The award goes to......
Do you find yourself saying what's the worst book I've read all year? I do. I actually go out of my way to read a promisingly bad one each summer. This summer's brilliant title is Starvation Camp by an author who has been a "full-time professional writer since 1969. He has written more than fifty novels." Well quantity does not equal quality, to cite an outdated saw that suddenly presents relevancy.
The story concerns a Mountie whose friends are killed. The remainder of the book has him chasing the culprits across Alaska and down to California. A chase is a plot, right? (I do like the movie Duel).
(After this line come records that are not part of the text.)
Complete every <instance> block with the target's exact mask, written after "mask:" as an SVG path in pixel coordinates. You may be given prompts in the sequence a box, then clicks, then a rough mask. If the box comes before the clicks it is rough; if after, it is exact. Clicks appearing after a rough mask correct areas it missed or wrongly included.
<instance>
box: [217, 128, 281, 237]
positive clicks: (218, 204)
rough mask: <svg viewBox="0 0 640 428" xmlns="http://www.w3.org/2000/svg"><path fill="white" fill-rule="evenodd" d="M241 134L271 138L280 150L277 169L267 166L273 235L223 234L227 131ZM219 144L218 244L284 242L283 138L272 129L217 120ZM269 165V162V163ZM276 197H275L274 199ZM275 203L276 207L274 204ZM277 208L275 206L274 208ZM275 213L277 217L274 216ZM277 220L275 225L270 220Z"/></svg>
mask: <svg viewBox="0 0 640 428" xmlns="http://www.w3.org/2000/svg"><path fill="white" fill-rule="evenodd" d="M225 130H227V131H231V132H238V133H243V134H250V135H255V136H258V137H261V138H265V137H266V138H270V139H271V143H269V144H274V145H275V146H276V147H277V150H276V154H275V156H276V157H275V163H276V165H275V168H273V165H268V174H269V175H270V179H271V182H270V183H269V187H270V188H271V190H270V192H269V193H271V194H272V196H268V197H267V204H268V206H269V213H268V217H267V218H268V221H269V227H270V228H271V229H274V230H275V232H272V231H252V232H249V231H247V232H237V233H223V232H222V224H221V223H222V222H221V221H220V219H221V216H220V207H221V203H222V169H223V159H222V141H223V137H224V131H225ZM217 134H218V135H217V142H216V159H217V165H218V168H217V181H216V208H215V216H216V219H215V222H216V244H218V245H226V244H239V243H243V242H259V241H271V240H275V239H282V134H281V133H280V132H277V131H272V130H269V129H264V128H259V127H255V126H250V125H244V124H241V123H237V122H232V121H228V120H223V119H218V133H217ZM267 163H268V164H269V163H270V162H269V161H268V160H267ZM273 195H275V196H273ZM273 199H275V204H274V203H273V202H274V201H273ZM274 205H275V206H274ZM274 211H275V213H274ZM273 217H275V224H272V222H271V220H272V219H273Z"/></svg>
Starvation has little to do with the book, except the murders evidently killed roadhouse owners for food.
The book opens with McQuestion (yes his name in the book -- one of those names you cough over ten times because you can't believe the author chose it)sensing trouble. He jumps off his dogsled and rushes to the door where he removes his snowshoes. Pretty interesting how he wears snowshoes while dogsledding. Bill Pronzini writes, "The feeling of wrongness crawled on McQuestion's neck like a stinging brule fly." The Brule is a river in Wisconsin and Minnesota, if you didn't know. I'm not sure they have their own fly. This feeling of wrongness stems from the fact Molly Malone (taken from the popular song and used by Beckett) has not left her "night lantern" burning. I'd like to see her "day lantern." Inside he finds a "bowl of applesauce made from dried apples". Recipe anyone? After he leaves the crime scene, he heads into the swirling snow, he uses the word "whipping" where the northern lights are shining. His match goes out and "McQuestion said, Christ! in a thick, choked voice."
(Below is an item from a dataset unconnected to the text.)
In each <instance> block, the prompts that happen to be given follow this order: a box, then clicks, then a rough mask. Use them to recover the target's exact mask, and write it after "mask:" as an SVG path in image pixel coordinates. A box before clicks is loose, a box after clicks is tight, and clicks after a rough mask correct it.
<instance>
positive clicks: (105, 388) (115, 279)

You can always get, from one of these oil pan liners some useful wisdom sooner or later; I do wish to pass it along for the edification of all gentle readers. Page 10: "Liquor didn't mix with sorrow and hate, either." Shhh, don't tell anyone else.
Along the way we meet "Three-Inch White". Nice name but how did he get it? And we learn that "Only a damn-fool cheechako lets his beard grow in Yukon winter." That has to be because razors grow on fir trees. A cheechako means tenderfoot or newcomer in Alaskan slang. Quiz time: Do you know what this sentence start means when you read it?: "He tamped out the dottle..." At least he did it before the verse in McQuestion's head started "repeating itself over and over." McQuestion rushes onward, page after page, but the criminals mush just as well. "Damn Ravenhill and his trail savvy." At times the tension really mounts: "The only mishap he suffered was a twisted ankle on the eighteenth day, when he broke a snowshoe harness on an ice hummock. It was a minor sprain -- and he had an extra pair of showshoes on the sledge." Whew! I was quite worried there for a millisecond or less. McQuestion presses onward. "He was sweating inside his clothing from the exertion of the climb." Don't you just hate it when you stop sweating outside of your clothing? Once in California he gets directions. "The policeman said it was over a mile away...and told him how to get there by streetcar." Wow a whole mile, you mean a twelve minute walk? It took him just under a half an hour by streetcar.
Don't worry readers, I slogged onward, chapter after chapter, in pursuit of the ending until I found him setting up characters for his next book, the fifty first? According to the back of the book this author has been called "Stunning". Read it and prepare to have the feeling of stunness crawl up your neck. It won't be pleasant.